“It’s complicated”—My relationship with Food as a Type 1 Coeliac
Type 1 came into my life nearly 17 years ago when I was diagnosed at age 13. One of the things I can remember thinking was, “What can I eat now?” I’d always loved food, eating out, having treats and cooking too. As time went on living with type 1, it became more and more clear to me how much impact food has on my type 1 control and therefore my life. Food, I discovered, could save my life when my blood sugar levels were low. It could also make me feel lethargic, sick and pretty useless if my blood sugar levels were high.
Then, four years ago, as part of a routine blood test for my type 1, I was diagnosed with coeliac (or celiac) disease. A biopsy confirmed this and further tests went on to show that I had reduced bone density due to malabsorption of nutrients caused by coeliac. I was not feeling great about this diagnosis and once again wondered what I could eat, and what I should eat. I started to look into what was in the food that I was buying and was shocked to see how much unnecessary things were put in, and not just unnecessary gluten. I mean, gluten in packaged peanuts … but why?
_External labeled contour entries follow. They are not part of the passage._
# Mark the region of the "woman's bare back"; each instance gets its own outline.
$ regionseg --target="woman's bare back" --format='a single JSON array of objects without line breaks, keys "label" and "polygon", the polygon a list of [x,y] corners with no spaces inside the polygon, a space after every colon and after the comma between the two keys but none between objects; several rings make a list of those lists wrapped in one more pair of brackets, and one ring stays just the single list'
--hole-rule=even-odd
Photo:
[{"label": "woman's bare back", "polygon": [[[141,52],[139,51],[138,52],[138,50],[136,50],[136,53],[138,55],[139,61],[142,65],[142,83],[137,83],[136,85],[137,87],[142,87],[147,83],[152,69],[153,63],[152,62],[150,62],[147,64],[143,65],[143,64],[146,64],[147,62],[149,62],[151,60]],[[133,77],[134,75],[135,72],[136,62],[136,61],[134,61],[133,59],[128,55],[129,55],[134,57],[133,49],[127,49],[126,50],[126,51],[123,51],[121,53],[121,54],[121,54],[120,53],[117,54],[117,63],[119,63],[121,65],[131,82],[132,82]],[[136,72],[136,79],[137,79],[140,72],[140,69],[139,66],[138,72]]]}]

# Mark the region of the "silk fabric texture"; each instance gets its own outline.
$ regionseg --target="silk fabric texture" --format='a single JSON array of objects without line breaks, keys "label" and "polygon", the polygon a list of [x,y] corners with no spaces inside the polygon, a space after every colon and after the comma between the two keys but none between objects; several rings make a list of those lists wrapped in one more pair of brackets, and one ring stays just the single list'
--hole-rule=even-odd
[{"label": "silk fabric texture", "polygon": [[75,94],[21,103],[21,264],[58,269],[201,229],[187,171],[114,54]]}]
I chose to focus on unprocessed food and that excluded most of the gluten-free aisle! I started to obsess about what I ate and the macro nutrients (carbohydrates, fat and protein) content became the most important aspect of every meal. Whilst it began as a healthy focus, it became an unhealthy obsession.
I’d also changed from someone who loved eating out, both the delicious food and the social aspect of it, to someone who would try to avoid eating anything I hadn’t prepared myself. My fear of getting “glutened” (for a coeliac even the tiniest bit of gluten ingested can cause damage to the lining of the small intestine which can cause a host of unpleasant symptoms) meant I panicked over eating out and avoided social situations that involved food.
As a type 1, I worry about accurately carb counting food and with coeliac I worry about becoming sick. On one occasion I went out for a meal with work colleagues. Before we went I called the restaurant. “Yes, we can cater for a coeliac,” they said. I pre-ordered to ensure it would be okay and then when they served I confirmed it was the coeliac-safe, GF meal. As people started looking into desserts, my stomach began to cramp. It didn’t stop and the pain was intense. I had to leave, my meal clearly had been contaminated in some way. I was so embarrassed as I got up to leave midway through someone talking. I hated this feeling. Eating out was no longer a fun experience, it was one that caused me anxiety and paranoia.
When I applied for Bike Beyond so many thoughts were running through my head, so many reasons that I thought would stop me from doing it. Food and my anxiety around it, especially with 19 other people I didn’t really know, was at the top of my list. I like to be in control of everything I eat, I weigh everything to get accurate carb counts and I check and triple check that nothing contains even a trace of gluten. These 10 weeks are going to be hard, eating such a variety of food from a massive range of sources (thank you to all those people helping to fuel us as we ride!) is going to push me.
At the school where I work, we emphasize to the children that “Practice makes Progress,” and I’m taking this advice on Bike Beyond. Whilst I’m not expecting to be a social butterfly at the dinner table on day two, I’m hoping that by day 60, my anxiety will have reduced even just a little. I want to finish with a feeling that I can eat out, relax and enjoy the food and the company. Not only can I prove to myself that as a as a person with type 1 diabetes and coeliac I can bike 4,200 miles, but I will show others that they can do it, too. Type 1 and coeliac are hurdles, not barriers, and over we go.